To the editor,
The UAW strike has impacted many Ohioans, workers and business owners alike. It is a stark reminder of how fair, transparent, and honest dealing between management and labor are necessary for a functioning economy. Without them – or even if they are perceived to be lacking – disruption can shake an industry to its core.
One area where the seeds of distrust are presently being sowed is in labor’s increasing reliance on “neutrality agreements” to organize a workplace. These agreements are contracts between business owners and labor unions that require employers to relinquish their own free speech rights while the union in question attempts to organize the company. Under these contracts, employers can’t express their own opinions about the union, they can’t correct inaccurate narratives, and they are even prohibited from pointing workers to other sources of information.
Further, because neutrality agreements are typically paired with card check requirements, workers lose their right to a secret ballot during the organizational process. Instead, they need to publicly express their support for or opposition to the union. No doubt the ensuing pressure that can lead to threats and intimidation creates an unhealthy environment of distrust at work.

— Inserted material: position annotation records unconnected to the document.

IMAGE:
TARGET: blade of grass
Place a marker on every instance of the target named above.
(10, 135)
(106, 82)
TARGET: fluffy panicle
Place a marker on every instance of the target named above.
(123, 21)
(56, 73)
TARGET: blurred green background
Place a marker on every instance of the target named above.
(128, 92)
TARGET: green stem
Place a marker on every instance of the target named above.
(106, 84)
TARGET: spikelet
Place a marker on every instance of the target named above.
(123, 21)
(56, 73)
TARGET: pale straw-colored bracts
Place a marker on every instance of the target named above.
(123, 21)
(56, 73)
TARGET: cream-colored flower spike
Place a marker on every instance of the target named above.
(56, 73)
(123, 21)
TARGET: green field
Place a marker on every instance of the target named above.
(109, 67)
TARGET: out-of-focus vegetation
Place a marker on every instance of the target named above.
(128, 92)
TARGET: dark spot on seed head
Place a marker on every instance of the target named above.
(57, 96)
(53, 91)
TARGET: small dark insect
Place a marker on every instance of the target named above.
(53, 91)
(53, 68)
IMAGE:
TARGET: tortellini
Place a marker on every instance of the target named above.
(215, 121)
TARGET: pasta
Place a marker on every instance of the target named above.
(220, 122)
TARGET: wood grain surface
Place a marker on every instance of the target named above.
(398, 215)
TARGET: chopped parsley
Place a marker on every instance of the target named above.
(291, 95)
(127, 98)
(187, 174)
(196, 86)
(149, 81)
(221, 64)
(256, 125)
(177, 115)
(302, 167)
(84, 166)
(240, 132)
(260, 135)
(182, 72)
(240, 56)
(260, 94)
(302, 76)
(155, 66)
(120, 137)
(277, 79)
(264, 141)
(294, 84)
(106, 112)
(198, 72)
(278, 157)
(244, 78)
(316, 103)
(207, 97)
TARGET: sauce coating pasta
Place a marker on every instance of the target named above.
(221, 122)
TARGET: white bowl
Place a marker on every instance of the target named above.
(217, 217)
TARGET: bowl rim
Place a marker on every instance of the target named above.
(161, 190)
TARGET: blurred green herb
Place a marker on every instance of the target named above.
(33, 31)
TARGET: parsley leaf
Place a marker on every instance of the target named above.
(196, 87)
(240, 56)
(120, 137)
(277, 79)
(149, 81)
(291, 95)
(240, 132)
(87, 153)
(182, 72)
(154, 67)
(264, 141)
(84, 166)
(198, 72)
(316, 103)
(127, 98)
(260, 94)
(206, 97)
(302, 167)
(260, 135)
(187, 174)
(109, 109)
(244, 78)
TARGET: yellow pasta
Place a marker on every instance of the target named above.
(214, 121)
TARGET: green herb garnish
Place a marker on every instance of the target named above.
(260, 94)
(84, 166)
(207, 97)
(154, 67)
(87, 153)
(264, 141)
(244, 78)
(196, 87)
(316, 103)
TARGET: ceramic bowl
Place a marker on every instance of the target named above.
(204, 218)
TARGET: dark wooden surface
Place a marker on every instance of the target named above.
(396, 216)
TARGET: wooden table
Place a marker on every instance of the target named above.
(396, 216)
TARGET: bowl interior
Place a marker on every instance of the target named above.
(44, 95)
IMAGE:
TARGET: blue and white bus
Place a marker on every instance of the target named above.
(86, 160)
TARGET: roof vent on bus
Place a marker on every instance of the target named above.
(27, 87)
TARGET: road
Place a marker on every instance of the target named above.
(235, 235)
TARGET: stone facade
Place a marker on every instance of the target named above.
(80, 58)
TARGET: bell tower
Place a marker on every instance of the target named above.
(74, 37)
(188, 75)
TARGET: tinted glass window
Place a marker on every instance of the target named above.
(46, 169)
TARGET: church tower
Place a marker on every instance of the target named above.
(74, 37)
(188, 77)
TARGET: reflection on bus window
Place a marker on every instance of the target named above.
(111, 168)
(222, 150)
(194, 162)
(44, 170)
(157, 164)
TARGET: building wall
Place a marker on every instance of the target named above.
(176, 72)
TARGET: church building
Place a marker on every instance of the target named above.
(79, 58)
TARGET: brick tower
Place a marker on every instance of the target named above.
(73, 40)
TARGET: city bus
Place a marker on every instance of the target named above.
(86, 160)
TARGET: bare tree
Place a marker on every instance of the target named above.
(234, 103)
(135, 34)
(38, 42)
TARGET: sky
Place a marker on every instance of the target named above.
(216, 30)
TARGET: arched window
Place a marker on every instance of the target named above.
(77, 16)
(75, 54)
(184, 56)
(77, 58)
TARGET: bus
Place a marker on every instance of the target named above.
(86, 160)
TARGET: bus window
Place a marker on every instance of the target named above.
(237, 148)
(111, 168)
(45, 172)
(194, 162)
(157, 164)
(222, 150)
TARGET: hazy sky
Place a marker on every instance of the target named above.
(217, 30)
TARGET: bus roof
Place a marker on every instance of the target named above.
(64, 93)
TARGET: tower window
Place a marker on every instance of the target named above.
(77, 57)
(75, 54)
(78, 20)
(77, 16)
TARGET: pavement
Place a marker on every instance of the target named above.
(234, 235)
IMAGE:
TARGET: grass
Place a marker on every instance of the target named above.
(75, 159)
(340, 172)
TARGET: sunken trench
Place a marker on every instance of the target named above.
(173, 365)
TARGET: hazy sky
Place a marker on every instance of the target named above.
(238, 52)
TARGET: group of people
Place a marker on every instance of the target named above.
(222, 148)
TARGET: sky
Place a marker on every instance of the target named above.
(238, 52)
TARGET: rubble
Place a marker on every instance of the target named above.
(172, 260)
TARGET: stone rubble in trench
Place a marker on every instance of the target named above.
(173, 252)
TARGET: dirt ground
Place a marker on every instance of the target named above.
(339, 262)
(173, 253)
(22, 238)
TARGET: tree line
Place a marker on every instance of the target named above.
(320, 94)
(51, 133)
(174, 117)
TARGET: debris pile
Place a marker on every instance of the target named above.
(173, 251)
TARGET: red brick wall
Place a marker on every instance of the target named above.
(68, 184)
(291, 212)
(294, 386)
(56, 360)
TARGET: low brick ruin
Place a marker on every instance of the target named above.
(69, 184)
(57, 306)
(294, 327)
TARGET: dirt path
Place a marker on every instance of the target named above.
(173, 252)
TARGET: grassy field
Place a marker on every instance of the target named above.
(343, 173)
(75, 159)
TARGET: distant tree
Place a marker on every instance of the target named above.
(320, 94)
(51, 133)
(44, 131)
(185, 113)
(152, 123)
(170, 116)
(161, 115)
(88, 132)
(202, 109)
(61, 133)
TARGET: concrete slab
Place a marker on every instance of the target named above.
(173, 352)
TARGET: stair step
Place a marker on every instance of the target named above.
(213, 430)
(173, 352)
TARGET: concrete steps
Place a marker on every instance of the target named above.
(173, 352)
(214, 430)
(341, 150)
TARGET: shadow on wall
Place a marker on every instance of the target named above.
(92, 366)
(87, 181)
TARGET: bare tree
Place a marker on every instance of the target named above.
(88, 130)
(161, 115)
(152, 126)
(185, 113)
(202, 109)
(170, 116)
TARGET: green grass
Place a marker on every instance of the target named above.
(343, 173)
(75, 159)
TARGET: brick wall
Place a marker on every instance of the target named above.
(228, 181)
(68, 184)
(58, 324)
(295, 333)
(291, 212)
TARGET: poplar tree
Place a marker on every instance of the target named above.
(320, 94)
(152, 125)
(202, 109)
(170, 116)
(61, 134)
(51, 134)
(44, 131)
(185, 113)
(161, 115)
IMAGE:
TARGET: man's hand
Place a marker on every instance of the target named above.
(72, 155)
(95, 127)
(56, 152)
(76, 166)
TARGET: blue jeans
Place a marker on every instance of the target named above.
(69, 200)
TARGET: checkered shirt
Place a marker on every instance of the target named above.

Employers who accede to neutrality agreements often do so for two main reasons. Either they are forced into accepting an agreement in order to operate as a federal contractor to agencies like HHS or the FDA, or they are pressured into an agreement through a union corporate campaign, a ruthless approach that involves divisive tactics and broken business relationships.
We have seen what dishonesty and misinformation has done to our national politics, especially when one side or the other attempts to change the rules to advantage their side. The same thing is happening in the small businesses throughout the U.S. My hope is that Senator J.D. Vance will take up the charge of putting an end to neutrality agreements, which benefit union bosses at the expense of job creators and workers.